FISCO: Niente accertamenti dagli studi di settore (Il Sole 24 Ore)

IL SOLE 24 ORE

Lotta all’evasione. Per la Ctp di Messina
Niente accertamenti dagli studi di settore

No agli accertamenti da studi di settore: applicando i princìpi consolidati della Cassazione, la Commissione tributaria provinciale di Messina ha accolto il ricorso di un contribuente al quale l’agenzia delle Entrate aveva chiesto imposte, sanzioni e contributi Inps per 55.275 euro. I giudici, con sentenza 8949/5/15, hanno anche condannato l’ufficio al pagamento delle spese (700 euro, oltre accessori).
Per alcuni uffici gli studi sono ancora infallibili. Nel caso in esame, invece di porre in essere un giusto contraddittorio, l’Agenzia lo ha solo simulato, non considerando in alcun modo le osservazioni e la documentazione esibita dal contribuente, a seguito di invito al contraddittorio. L’ufficio, emettendo l’accertamento, ha confermato integralmente i risultati dello studio di settore. Peraltro, anche dopo il finto contraddittorio, alla richiesta di archiviazione fatta dal contribuente, ha fatto seguito l’accertamento con gli importi dei ricavi presunti e del reddito presunto perfettamente uguali a quelli indicati dallo studio prima dell’invito; insomma, la fase del contraddittorio si è rivelata solo una perdita di tempo.
Alcuni uffici fanno il contraddittorio perché imposto dalla legge e dalle sentenze della Cassazione, ma alla fine “copiano” integralmente i risultati dello studio di settore. Gli studi di settore, nati nel 1998, per quasi 18 anni hanno creato problemi a circa 5 milioni di contribuenti esercenti impresa, arti o professioni: gli uffici li hanno applicati come se avessero la certezza di individuare al centesimo di euro gli incassi. Come indicato dal direttore dell’agenzia delle Entrate, Rossella Orlandi, gli studi dovranno rappresentare uno strumento di selezione e non di accertamento.
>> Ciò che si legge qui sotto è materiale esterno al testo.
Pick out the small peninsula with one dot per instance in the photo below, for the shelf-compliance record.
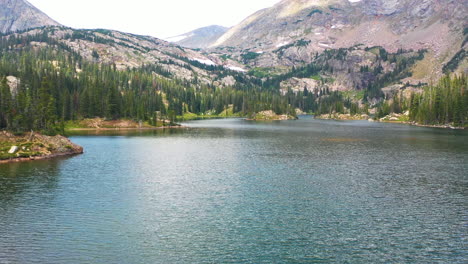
(34, 146)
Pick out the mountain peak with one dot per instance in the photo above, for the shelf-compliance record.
(20, 14)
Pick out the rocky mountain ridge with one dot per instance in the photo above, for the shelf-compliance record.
(199, 38)
(293, 31)
(20, 15)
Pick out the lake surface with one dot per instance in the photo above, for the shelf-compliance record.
(235, 191)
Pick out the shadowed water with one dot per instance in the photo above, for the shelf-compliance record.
(234, 191)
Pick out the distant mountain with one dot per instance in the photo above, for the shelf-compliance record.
(20, 14)
(293, 31)
(200, 38)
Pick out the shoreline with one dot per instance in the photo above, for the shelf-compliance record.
(44, 157)
(34, 146)
(420, 125)
(446, 126)
(122, 128)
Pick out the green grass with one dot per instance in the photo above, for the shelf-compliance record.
(225, 114)
(316, 77)
(354, 95)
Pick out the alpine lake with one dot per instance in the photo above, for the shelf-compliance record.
(238, 191)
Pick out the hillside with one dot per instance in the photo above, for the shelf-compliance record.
(199, 38)
(20, 15)
(301, 28)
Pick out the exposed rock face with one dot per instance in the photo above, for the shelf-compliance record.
(34, 146)
(20, 14)
(324, 22)
(127, 50)
(297, 29)
(199, 38)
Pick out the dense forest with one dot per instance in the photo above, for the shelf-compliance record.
(53, 84)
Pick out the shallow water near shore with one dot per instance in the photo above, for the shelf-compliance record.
(237, 191)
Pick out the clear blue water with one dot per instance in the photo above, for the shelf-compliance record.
(234, 191)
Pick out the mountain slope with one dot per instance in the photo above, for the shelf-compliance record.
(20, 15)
(297, 29)
(199, 38)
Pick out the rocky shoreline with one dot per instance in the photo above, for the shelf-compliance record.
(34, 146)
(393, 118)
(270, 116)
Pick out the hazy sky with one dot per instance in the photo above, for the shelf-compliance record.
(159, 18)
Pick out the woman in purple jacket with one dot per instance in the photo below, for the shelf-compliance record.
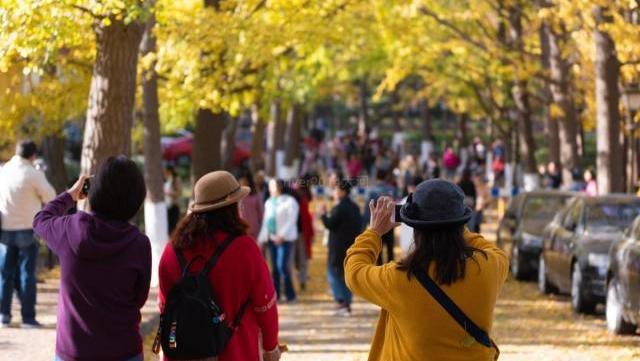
(105, 265)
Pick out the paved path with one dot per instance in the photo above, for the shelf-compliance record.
(17, 344)
(528, 327)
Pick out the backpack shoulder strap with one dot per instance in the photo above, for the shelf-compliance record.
(456, 313)
(181, 260)
(238, 318)
(216, 255)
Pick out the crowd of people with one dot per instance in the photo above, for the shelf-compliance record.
(215, 265)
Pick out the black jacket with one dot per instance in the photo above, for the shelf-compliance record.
(344, 223)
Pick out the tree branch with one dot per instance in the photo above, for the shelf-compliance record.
(449, 25)
(87, 11)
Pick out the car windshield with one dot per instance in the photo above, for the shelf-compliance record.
(613, 217)
(542, 208)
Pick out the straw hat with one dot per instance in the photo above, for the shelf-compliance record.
(216, 190)
(435, 204)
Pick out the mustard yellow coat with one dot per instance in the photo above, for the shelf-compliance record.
(412, 325)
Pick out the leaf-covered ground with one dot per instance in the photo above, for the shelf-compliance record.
(527, 327)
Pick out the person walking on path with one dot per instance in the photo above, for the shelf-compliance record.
(450, 163)
(172, 190)
(240, 275)
(105, 264)
(466, 269)
(251, 206)
(343, 224)
(306, 232)
(381, 189)
(23, 191)
(280, 232)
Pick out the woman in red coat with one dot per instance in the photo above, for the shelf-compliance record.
(240, 273)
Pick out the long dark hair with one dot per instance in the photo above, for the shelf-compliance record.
(198, 226)
(446, 247)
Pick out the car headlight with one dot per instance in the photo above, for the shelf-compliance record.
(598, 260)
(529, 240)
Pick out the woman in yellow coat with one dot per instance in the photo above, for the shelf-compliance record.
(470, 271)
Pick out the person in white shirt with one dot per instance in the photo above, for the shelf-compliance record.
(280, 231)
(23, 190)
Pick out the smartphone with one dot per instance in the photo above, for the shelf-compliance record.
(85, 187)
(395, 216)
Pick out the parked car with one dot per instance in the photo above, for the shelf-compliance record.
(575, 251)
(623, 282)
(520, 230)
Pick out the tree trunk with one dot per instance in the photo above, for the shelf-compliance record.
(521, 95)
(427, 121)
(111, 97)
(275, 141)
(551, 124)
(155, 208)
(463, 139)
(395, 112)
(257, 139)
(561, 92)
(363, 118)
(609, 167)
(207, 138)
(294, 128)
(229, 143)
(426, 145)
(153, 172)
(53, 153)
(525, 127)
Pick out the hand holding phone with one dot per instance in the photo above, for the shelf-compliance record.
(80, 189)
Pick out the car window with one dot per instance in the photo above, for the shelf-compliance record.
(636, 230)
(542, 208)
(572, 218)
(614, 217)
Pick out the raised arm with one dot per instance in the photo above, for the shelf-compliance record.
(362, 275)
(51, 222)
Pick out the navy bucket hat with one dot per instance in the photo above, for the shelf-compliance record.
(435, 204)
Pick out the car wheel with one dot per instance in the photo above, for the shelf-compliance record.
(615, 321)
(579, 302)
(517, 267)
(543, 282)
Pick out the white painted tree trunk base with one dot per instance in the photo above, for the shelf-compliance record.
(531, 182)
(157, 229)
(426, 147)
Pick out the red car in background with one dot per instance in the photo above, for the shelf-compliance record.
(178, 150)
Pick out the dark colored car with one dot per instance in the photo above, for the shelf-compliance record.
(623, 282)
(575, 252)
(520, 230)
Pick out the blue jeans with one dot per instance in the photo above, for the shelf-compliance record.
(139, 357)
(18, 255)
(341, 292)
(281, 268)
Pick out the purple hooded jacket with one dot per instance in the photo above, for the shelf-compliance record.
(105, 274)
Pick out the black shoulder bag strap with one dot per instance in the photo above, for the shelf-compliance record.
(455, 312)
(209, 266)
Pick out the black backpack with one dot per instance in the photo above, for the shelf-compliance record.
(192, 325)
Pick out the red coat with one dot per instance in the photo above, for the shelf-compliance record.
(306, 221)
(241, 273)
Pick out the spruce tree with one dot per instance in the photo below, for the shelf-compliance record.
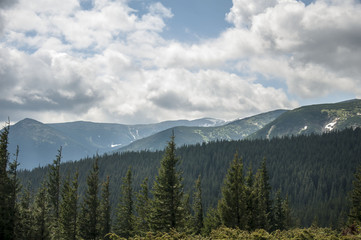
(233, 202)
(251, 200)
(197, 207)
(355, 211)
(105, 209)
(125, 218)
(6, 228)
(167, 211)
(279, 214)
(142, 208)
(41, 214)
(14, 189)
(187, 214)
(262, 190)
(68, 214)
(89, 214)
(25, 226)
(54, 194)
Purtroppo, ancora oggi, alcuni uffici emettono l’accertamento basato esclusivamente sullo studio automatizzato, magari tentando di “arricchirli” con riferimento ad alcuni beni del contribuente e a certe sue spese sostenute, ma poi confermano fedelmente i risultati.
Il 6 novembre 2014, la Orlandi, in commissione Finanze alla Camera, aveva avvertito che gli studi di settore avrebbero dovuto essere usati per “accompagnare” i contribuenti alla cosiddetta compliance, cioè all’adesione spontanea e che «studi di settore profondamente rinnovati possono rappresentare un efficace strumento per indicare preventivamente il potenziale risultato, anche fiscale, che deriva dall’impiego dei fattori della produzione»; inoltre, «gli studi rivisitati possono costituire un valido ausilio alle imprese per la propria crescita e la corretta gestione». Così, «si esalta la capacità di utilizzo dello strumento quale ausilio alla selezione dei contribuenti da sottoporre a controllo».
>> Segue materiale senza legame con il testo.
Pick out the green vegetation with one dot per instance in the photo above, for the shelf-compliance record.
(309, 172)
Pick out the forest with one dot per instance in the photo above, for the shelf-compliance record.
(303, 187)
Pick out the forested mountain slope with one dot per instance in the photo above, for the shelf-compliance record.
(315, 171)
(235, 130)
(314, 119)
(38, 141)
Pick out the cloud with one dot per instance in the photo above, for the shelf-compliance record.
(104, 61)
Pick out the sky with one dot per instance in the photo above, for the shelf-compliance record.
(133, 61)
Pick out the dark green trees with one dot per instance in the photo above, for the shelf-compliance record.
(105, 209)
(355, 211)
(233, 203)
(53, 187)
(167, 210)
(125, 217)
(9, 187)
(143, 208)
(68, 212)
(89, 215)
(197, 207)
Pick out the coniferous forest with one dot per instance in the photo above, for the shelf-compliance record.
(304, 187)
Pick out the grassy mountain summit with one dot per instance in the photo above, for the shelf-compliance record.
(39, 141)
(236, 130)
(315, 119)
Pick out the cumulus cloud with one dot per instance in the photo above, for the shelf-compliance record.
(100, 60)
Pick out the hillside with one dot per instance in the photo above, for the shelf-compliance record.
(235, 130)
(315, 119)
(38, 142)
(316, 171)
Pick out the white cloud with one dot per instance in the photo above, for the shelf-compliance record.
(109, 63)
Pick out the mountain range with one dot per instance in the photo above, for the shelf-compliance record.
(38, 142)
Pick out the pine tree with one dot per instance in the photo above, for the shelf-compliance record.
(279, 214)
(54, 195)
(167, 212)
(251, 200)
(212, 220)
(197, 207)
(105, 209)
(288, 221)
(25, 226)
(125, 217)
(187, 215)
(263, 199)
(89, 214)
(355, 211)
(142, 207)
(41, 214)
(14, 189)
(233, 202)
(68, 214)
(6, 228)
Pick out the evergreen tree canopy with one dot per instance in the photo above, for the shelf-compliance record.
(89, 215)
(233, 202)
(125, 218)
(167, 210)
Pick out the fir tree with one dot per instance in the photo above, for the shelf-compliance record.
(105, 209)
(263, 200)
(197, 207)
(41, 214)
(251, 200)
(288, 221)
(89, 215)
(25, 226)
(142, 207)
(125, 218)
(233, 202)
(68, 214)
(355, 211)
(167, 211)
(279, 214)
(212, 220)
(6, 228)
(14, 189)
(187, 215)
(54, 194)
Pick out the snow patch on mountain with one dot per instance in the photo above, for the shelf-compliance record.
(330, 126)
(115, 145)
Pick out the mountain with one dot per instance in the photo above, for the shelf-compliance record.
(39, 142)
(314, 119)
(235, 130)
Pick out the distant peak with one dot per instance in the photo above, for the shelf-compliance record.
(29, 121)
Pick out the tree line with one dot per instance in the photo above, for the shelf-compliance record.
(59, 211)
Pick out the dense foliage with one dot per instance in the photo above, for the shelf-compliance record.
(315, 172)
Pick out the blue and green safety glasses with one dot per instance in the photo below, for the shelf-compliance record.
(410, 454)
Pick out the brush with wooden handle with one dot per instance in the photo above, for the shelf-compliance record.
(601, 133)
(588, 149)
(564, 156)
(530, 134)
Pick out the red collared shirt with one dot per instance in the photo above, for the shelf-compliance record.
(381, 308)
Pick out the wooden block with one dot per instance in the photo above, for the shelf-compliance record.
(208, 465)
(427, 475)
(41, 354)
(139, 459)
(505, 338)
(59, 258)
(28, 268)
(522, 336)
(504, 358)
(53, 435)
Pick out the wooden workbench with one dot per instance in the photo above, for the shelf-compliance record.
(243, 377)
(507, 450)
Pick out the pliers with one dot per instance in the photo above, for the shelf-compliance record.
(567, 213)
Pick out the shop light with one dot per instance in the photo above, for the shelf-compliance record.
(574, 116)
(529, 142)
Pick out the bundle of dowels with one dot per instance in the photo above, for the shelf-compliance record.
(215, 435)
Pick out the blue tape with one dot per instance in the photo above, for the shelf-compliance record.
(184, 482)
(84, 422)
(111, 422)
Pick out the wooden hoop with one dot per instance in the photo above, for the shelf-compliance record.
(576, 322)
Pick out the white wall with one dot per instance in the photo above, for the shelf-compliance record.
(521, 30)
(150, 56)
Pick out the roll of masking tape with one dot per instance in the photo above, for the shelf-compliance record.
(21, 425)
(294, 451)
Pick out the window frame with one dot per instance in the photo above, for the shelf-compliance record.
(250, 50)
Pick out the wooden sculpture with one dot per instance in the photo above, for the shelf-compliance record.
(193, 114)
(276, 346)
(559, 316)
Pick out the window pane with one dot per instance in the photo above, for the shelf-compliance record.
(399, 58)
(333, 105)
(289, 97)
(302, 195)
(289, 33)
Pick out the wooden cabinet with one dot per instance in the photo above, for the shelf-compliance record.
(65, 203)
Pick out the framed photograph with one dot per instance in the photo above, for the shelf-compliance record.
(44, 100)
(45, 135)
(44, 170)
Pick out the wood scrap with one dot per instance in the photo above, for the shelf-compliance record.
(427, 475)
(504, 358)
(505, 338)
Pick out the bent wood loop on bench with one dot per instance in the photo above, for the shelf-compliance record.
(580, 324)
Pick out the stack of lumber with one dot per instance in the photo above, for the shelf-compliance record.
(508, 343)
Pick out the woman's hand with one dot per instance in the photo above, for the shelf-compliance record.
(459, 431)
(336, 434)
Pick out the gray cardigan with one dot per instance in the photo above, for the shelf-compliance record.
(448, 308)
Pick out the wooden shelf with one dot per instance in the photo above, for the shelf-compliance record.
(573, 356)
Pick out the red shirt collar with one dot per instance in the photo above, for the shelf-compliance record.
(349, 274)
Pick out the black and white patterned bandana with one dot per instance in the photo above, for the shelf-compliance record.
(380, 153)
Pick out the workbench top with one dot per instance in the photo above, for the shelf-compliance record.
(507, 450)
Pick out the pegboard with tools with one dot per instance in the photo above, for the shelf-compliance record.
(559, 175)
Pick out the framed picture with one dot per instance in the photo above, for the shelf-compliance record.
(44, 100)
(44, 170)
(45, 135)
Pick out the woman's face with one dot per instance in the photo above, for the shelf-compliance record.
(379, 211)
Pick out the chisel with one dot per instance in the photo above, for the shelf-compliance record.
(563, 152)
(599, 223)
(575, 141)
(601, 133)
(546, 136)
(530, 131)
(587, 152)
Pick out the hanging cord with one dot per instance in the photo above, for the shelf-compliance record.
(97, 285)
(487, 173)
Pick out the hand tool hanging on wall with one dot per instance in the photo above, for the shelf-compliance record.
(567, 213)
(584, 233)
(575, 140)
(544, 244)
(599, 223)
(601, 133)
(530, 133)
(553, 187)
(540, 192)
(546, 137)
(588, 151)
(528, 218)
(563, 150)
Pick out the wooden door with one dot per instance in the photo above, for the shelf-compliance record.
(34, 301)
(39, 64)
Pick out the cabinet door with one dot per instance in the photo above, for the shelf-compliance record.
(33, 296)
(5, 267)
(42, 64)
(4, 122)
Insomma, è finita l’applicazione automatizzata dello studio di settore per l’accertamento; i risultati dello studio, perfezionato e migliorato, dovranno servire solo per la selezione dei contribuenti da controllare. Ma la vicenda di Messina dimostra che, in alcuni casi, gli uffici, magari perché alle prese con gli obiettivi di fine anno, tra accertamenti, controlli, verifiche, statistiche ed altro, non hanno il tempo di ascoltare il cittadino. È comunque inaccettabile che i contribuenti siano costretti ad un contenzioso costoso e defatigante a causa della caccia a evasioni inesistenti, magari per raggiungere i famosi obiettivi di fine anno, a cominciare dalla cosiddetta mia, maggiore imposta accertata.